Prove uniform convergence of $x^{\frac{1}{n}}+(1-x)^{n}$

Question

Is it true or not that the this succession converges uniformly on $(C[0, 1],\Vert . \Vert_{\infty})$: $$f_{n}=x^{\frac{1}{n}}+ (1-x)^{n}$$I have found an elementary solution, but I would like to understand fully this problem with a serious and complete proof.

Answer 1

Well, you're looking at a compact set $K=[0,1]$ and at the space of continuous functions $\mathscr C [0,1]$ over it.

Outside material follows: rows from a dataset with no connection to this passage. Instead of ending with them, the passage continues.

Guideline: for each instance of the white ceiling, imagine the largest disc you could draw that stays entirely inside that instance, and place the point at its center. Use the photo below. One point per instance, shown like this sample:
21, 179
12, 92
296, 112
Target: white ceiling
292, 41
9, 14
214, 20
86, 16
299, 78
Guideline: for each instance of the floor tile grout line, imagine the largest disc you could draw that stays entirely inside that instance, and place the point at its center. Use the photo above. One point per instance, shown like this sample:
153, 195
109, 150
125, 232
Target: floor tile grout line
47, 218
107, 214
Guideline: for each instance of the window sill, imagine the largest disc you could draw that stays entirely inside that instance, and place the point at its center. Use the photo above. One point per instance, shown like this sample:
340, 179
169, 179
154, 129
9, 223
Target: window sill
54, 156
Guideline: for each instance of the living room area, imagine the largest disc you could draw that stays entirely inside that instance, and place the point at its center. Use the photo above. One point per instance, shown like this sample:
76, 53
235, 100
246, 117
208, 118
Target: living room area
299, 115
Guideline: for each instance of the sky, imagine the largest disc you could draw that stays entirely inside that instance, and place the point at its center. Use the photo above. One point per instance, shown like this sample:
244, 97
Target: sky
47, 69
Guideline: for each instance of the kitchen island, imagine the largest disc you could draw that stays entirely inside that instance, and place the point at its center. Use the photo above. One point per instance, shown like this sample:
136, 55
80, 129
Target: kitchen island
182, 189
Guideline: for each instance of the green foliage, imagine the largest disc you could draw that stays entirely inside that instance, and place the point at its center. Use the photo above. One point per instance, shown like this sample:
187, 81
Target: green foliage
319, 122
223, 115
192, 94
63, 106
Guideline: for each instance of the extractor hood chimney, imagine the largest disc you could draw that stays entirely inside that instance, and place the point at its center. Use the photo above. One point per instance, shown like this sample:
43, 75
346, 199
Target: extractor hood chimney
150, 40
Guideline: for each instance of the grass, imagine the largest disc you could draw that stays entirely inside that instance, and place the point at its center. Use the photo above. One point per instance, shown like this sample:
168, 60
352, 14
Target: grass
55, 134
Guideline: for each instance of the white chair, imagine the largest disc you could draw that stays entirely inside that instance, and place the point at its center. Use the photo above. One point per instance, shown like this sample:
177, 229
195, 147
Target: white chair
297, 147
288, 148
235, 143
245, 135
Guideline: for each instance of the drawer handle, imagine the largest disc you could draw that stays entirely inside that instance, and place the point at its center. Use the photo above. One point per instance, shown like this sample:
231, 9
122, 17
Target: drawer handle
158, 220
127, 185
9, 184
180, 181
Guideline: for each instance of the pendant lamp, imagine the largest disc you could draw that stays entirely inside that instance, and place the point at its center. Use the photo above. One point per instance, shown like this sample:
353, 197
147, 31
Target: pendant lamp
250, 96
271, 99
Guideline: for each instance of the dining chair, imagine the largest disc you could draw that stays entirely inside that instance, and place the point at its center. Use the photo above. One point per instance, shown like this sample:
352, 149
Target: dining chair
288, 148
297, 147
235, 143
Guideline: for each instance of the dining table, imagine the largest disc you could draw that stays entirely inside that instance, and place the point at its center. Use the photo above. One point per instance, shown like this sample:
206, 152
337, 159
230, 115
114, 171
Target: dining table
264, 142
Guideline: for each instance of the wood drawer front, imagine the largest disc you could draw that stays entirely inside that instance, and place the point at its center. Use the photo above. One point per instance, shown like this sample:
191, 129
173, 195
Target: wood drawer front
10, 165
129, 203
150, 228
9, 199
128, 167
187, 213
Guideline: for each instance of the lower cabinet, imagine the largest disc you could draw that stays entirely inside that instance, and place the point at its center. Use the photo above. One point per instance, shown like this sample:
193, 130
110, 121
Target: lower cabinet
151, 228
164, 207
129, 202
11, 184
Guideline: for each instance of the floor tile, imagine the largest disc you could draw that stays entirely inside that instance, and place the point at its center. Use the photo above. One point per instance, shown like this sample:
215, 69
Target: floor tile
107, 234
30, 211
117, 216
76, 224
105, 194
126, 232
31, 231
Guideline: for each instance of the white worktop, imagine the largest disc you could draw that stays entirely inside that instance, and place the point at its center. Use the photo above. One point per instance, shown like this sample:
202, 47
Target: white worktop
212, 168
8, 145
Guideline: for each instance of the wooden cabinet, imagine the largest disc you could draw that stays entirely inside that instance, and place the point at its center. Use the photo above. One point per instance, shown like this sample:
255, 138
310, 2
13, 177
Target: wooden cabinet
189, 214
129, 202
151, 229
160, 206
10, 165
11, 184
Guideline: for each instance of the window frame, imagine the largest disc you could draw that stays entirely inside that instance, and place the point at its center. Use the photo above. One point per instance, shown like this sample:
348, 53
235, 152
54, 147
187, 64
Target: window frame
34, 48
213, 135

If your sequence $\{f_n\}$ converged uniformly, then it would be equicontinuous over $[0,1]$. But you have shown that $$1+e^{-1}=\lim_{n\to \infty} f_n(n^{-1})\neq \lim_{n\to\infty}{f_n \left(\lim_{n\to\infty} n^{-1}\right)}=1$$

which violates equicontinuity.

Recall that a familiy $\{f_n\}$ of functions is said to be equicontinious over a set $K$ if for each $\epsilon >0$ there exists a $\delta >0$ such that, for any choice of $x,y\in K$ with $|x-y|<\delta$ and $f_k$ we have $$|f_k(x)-f_k(y)|<\epsilon$$

Can you see how the above implies $$\lim_{n\to\infty} f_n(\alpha_n)=\lim_{n\to\infty} f_n \left(\lim_{n\to\infty} \alpha_n \right)\text{ ? }$$

Answer 2

The function $$f_{n}=x^{\frac{1}{n}}+ (1-x)^{n}$$ converges pointwise to $$f(x)=1$$ For uniform convergence we should study $$ \lim_{n\to \infty} \sup \mid x^{\frac{1}{n}}+(1-x)^{n}-1\mid. $$If $x=\frac{1}{n}$we can observe that: $$\lim_{n\to \infty}\mid\frac{1}{n}^{\frac{1}{n}}+(1-\frac{1}{n})^{n}-1\mid=\frac{1}{e}\leq \lim_{n\to \infty} \sup \mid x^{\frac{1}{n}}+(1-x)^{n}-1\mid.$$This proves that $f_{n}$ is not uniformly convergent. I happend to find this solution, but understood only little about the problem.

Answer 3

What your solution shows is the following: uniform convergence means that given $\varepsilon>0$, there exists $k>0$ such that $n>k$ implies $|f_n(x)-1|<\varepsilon$, for all $x$. But if you take $\varepsilon=e^{-1}$, then $|f_n(1/n)-1|=e^{-1}\geq\varepsilon$ even if $n\geq k$ for the corresponding $k$.